Governor Hochul signed into law a bill passed by the Assembly and Senate to clarify how a retailer can charge a surcharge on credit card purchases. The new law, which will take effect in February, will hopefully eliminate the confusion over the process of passing along exorbitant credit card fees to your customers.
For years it was generally understood that it was illegal in New York State to impose a surcharge on credit card sales. The law permitted providing a discount to cash customers, but it did not permit an additional charge being added for using a credit card. Businesses were permitted to have two-tier pricing for cash and credit – every gas station did it – but the legal way to offer two-tier pricing was by discounting cash payments.
In 2018, the New York Court of Appeals, in a challenge to the law, ruled that the statute as it reads is incorrect and that merchants may in fact impose a surcharge on credit card purchases so long as they post the total dollars and cents the customer will be charged. This meant that the total price including the credit card surcharge was presented to the customer.

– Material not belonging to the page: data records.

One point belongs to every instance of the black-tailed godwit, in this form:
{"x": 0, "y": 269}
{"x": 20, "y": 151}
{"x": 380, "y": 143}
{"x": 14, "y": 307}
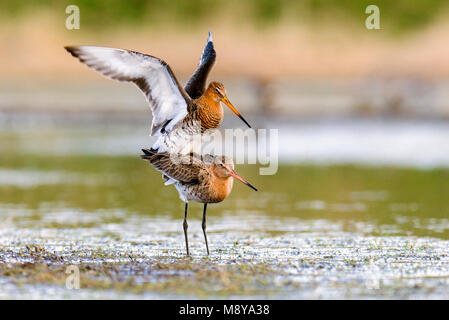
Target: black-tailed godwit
{"x": 206, "y": 179}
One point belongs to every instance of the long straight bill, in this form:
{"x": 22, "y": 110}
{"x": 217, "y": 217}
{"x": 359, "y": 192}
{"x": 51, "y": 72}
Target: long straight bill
{"x": 229, "y": 104}
{"x": 235, "y": 175}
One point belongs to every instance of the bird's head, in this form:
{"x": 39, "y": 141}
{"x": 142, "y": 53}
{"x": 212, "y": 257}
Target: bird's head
{"x": 217, "y": 91}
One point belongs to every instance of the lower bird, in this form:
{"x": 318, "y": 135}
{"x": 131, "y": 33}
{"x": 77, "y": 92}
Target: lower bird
{"x": 205, "y": 179}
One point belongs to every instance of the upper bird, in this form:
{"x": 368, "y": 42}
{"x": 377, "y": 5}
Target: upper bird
{"x": 178, "y": 113}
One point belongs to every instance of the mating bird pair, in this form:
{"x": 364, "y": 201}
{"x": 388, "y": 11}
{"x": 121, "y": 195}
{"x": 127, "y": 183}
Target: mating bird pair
{"x": 178, "y": 114}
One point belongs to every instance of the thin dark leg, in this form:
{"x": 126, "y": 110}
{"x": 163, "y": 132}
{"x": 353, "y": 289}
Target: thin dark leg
{"x": 185, "y": 225}
{"x": 204, "y": 227}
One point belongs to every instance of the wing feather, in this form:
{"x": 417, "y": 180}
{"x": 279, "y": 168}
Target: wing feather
{"x": 196, "y": 85}
{"x": 167, "y": 99}
{"x": 187, "y": 170}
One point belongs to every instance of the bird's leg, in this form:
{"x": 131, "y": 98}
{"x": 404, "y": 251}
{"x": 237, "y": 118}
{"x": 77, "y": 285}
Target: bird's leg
{"x": 204, "y": 227}
{"x": 185, "y": 225}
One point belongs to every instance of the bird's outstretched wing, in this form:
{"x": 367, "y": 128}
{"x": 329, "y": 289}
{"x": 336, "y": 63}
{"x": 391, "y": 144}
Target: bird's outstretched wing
{"x": 196, "y": 85}
{"x": 186, "y": 169}
{"x": 167, "y": 99}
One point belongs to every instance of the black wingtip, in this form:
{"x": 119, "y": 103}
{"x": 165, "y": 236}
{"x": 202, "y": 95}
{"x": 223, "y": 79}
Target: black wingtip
{"x": 72, "y": 51}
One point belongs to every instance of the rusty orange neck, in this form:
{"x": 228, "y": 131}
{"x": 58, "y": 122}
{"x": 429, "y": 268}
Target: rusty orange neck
{"x": 210, "y": 111}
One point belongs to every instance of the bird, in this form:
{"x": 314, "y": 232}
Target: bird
{"x": 178, "y": 113}
{"x": 204, "y": 179}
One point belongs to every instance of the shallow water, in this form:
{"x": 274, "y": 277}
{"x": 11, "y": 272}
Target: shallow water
{"x": 312, "y": 231}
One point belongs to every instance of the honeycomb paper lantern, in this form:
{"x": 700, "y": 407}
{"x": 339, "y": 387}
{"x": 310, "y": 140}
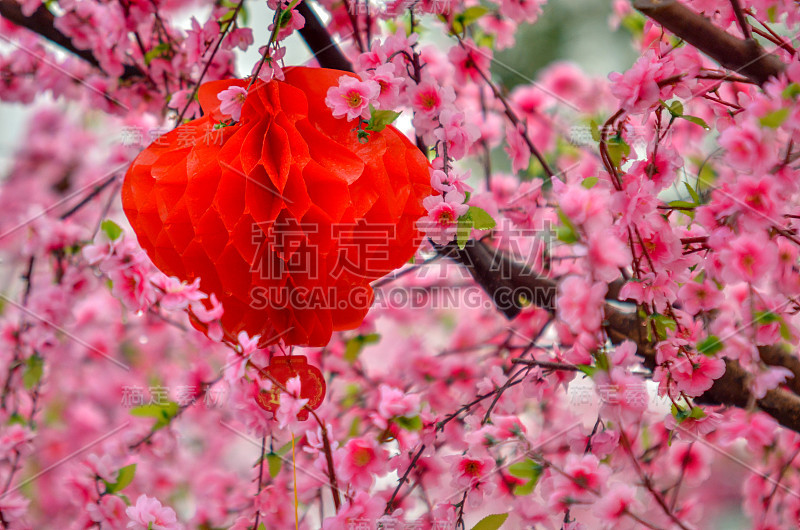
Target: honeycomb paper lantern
{"x": 285, "y": 215}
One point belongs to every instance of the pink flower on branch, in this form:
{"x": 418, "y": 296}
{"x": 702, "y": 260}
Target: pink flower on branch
{"x": 441, "y": 223}
{"x": 232, "y": 101}
{"x": 352, "y": 97}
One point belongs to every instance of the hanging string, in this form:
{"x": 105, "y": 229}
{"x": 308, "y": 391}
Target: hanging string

The court was quite clear that the customer must not be required to do the math themselves to determine the total price.
Over the past five years since this court decision was handed down it has been regularly misinterpreted. The message that “surcharges are okay” was heard loud and clear (with the help of credit card processors) but the part about having to list the total price of each item was lost in the wind. Signs popped up in all types of retail locations announcing surcharges on credit card purchases of varying percentages, usually with an explanation that the business was merely “passing along the cost” of credit card processing. But unless those businesses listed out the total price with the surcharge added for each item they were in violation of the law.
In order to ensure transparency, the new law requires businesses to clearly post the highest price that a consumer might pay for each item. Businesses are permitted to offer two-tier pricing systems in which the credit card price is listed alongside the cash price. This works well for businesses with limited items (like gas stations) but can be confusing and seemingly impossible to apply to a restaurant menu. With customers using credit cards to pay for the overwhelming share of transactions, some businesses have transitioned to giving a discount to customers who pay with cash – a practice that does not require itemized pricing. Make sure you consider the requirement of the new law as you try to navigate the constantly increasing costs of operating your business.